Pertempuran yang berkecamuk
makin sengit antara pasukan Pangeran Antasari dengan pasukan Belanda,
berlangsung terus di berbagai medan. Pasukan Belanda yang ditopang oleh bala
bantuan dari Batavia dan persenjataan modern, akhirnya berhasil mendesak terus
pasukan Pangeran Antasari.
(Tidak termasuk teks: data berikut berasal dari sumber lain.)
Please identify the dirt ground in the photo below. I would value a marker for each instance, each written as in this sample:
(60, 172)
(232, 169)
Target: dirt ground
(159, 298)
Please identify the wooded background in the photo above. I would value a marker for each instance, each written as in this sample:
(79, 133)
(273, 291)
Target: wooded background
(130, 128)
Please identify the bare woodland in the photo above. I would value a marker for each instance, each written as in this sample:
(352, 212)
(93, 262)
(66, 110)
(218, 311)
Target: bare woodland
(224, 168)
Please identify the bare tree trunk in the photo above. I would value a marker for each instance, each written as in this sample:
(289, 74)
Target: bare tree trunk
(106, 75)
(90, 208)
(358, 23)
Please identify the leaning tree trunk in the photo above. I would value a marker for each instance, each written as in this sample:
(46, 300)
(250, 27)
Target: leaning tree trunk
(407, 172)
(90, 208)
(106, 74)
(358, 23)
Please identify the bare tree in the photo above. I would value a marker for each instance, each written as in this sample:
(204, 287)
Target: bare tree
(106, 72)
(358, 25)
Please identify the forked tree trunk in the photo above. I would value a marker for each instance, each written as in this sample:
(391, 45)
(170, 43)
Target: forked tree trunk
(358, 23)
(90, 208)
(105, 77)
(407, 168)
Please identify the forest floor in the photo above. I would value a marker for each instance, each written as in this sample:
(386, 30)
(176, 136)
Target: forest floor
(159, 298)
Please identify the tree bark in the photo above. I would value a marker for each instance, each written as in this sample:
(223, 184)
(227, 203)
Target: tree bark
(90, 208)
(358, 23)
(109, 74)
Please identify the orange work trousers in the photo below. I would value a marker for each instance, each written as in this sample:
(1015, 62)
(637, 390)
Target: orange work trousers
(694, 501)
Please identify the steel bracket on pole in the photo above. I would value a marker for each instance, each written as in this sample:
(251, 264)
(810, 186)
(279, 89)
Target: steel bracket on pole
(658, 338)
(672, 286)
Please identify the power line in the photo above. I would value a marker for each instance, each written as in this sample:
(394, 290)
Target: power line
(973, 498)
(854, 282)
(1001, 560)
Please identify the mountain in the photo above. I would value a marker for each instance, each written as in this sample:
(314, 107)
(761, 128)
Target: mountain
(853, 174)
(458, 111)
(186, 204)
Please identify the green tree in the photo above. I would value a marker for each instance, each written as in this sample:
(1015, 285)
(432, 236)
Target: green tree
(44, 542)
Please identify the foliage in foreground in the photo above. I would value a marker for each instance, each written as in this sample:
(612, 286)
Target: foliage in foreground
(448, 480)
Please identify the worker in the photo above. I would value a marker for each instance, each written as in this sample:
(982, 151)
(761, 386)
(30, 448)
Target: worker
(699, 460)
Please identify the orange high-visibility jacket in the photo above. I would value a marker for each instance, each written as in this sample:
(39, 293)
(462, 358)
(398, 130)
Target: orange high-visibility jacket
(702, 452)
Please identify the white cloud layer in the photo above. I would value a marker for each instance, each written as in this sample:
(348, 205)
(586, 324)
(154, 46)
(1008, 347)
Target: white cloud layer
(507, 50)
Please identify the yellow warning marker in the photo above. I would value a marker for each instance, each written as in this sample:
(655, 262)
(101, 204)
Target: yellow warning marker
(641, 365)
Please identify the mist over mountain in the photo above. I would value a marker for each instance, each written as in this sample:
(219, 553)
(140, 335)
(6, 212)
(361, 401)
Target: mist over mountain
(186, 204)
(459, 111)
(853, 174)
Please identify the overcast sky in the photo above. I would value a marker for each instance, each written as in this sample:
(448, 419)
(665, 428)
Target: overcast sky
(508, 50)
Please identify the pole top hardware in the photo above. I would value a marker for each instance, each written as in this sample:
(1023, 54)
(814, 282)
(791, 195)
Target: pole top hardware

Dan akhirnya Pangeran Antasari memindahkan pusat
benteng pertahanannya di Muara Teweh.
Monumen
Perang Banjar yang dibangun pemerintah Hindia Belanda untuk mengenang
tentaranya yang tewas.
Berkali-kali Belanda
membujuk Pangeran Antasari untuk menyerah, namun dia tetap pada pendiriannya.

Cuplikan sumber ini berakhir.